Maar waar moeten bedrijven zich dan vestigen? In de omgeving van steden, want dat zijn creatieve omgevingen bij uitstek. In hun bijdrage aan de bundel verwijzen trainers Petra Kalden en Marcel Stolk naar het Florence van de vijftiende eeuw. Deze stad van amper 100.000 inwoners heeft vele genieën afgeleverd: Leonardo da Vinci, Michelangelo, Botticelli, Macchiavelli, Brunelleschi en nog vele anderen. Er zijn hier minstens vier redenen voor aan te wijzen. De politieke situatie was instabiel en dat zorgde voor een competitieve sfeer. De verheven geschiedenis van de stad droeg bij aan de hoge ambities de wereld te verbazen. De leiders van de stad waren tolerant – ze gedoogden de kunstenaars niet alleen, maar stimuleerden ze ook. En bovendien was er een ‘honger’ naar kennis, die tot uitdrukking komt in de oprichting van de Plato Academie, waar wetenschappers, kunstenaars en politici bijeenkwamen om kennis uit te wisselen. Uit een korte vergelijking met andere creatieve centra in andere tijden trekken Kalden en Stolk de conclusie dat deze zich vooral hebben ontwikkeld op het kruispunt van verschillende culturen, waar overtuigingen, levensstijlen en kennis zich vermengen en nieuwe combinaties van ideeën aan het licht komen. Ook in de criteria van creatieve omgevingen van Richard Florida, klinkt deze noodzaak tot ‘mogelijkheid van kruisbestuiving’ door. Hij stelt dat steden voldoende potentieel Talent moeten kunnen bieden, Technologisch niet achter moeten lopen en dat ze vooral een Tolerant moeten zijn. Dit laatste criterium illustreert Florida aan de hand van de Gay-index: hoe meer ‘gays’ (percentueel), hoe creatiever de omgeving blijkt. De index geeft dus aan waar het ‘andere’ op z’n minst wordt getolereerd, een voorwaarde om tot uitwisseling te komen.
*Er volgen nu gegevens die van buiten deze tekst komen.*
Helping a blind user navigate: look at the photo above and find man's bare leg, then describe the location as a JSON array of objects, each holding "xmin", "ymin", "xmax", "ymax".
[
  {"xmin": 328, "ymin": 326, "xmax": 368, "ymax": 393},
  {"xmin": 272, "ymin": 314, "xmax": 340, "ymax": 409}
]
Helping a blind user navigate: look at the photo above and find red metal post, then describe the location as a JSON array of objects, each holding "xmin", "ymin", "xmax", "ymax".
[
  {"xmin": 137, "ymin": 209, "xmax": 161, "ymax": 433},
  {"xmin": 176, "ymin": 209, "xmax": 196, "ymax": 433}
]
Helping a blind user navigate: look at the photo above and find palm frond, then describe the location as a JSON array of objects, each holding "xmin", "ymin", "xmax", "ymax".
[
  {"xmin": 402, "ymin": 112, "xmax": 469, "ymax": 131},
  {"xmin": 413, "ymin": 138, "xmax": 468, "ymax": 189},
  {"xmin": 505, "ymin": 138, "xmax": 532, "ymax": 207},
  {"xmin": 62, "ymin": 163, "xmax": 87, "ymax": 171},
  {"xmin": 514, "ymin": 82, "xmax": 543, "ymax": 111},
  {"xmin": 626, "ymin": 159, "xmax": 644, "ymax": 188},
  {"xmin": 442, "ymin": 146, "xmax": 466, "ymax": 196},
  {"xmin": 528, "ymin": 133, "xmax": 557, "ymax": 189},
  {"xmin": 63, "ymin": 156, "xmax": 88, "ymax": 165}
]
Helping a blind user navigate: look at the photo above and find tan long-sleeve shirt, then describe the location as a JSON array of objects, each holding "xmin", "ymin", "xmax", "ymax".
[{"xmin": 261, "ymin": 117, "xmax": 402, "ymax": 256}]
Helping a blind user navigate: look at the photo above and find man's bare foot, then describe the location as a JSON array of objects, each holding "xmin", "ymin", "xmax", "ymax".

De theorie van Florida roept, ook in de bundel, enige onduidelijkheden op. Op zijn minst door het gebruik van het woord creativiteit, dat door iedere schrijver op een eigen wijze wordt gebruikt. Een aardige definitie wordt gegeven door Joeri van de Steenhoven, de oprichter van Nederland Kennisland. In navolging van de management-goeroe Csikszentmihalyi stelt hij dat creativiteit elke daad, elk idee of elk product is dat een bestaand gebied veranderd. Charles Landry, een andere grootheid op het gebied van creativiteit en de stedelijke omgeving, blijft heel dicht bij deze definitie en bekritiseert daar Florida ook mee. Hij pleit al jaren voor ‘creatieve steden’, steden die hun problemen op een vernieuwende manier aanpakken, voornamelijk door op een vindingrijke manier verschillende (gangbare) ideeën met elkaar te verbinden om zo tot nieuwe inzichten te komen. Hij doelt daar dus iets haal anders mee dan Florida. Zijn pleidooi is echter door de hype van Florida’s theorie helemaal op de achtergrond geraakt. Het is dan misschien ook enigszins bevooroordeeld, maar toch ook terecht als hij stelt dat ‘creativiteit de mantra van deze tijd’ is geworden. Inmiddels noemt iedere stad zich creatief. Maar, stelt Landry, dit houdt niet meer in dan dat ze iets meer geld reserveren voor kunst en cultuur. Daarmee los je de stadsproblemen niet op! Natuurlijk is ruimte voor kunst en cultuur een voorwaarde voor een creatieve omgeving. Maar een werkelijke doorwerking van deze creativiteit in alle lagen van de beroepsbevolking – in feite het pleidooi van Florida – heeft meer baat bij goed en stimulerend onderwijs (van VMBO tot WO) dan subsidies voor het plaatselijke Philharmonisch Orkest.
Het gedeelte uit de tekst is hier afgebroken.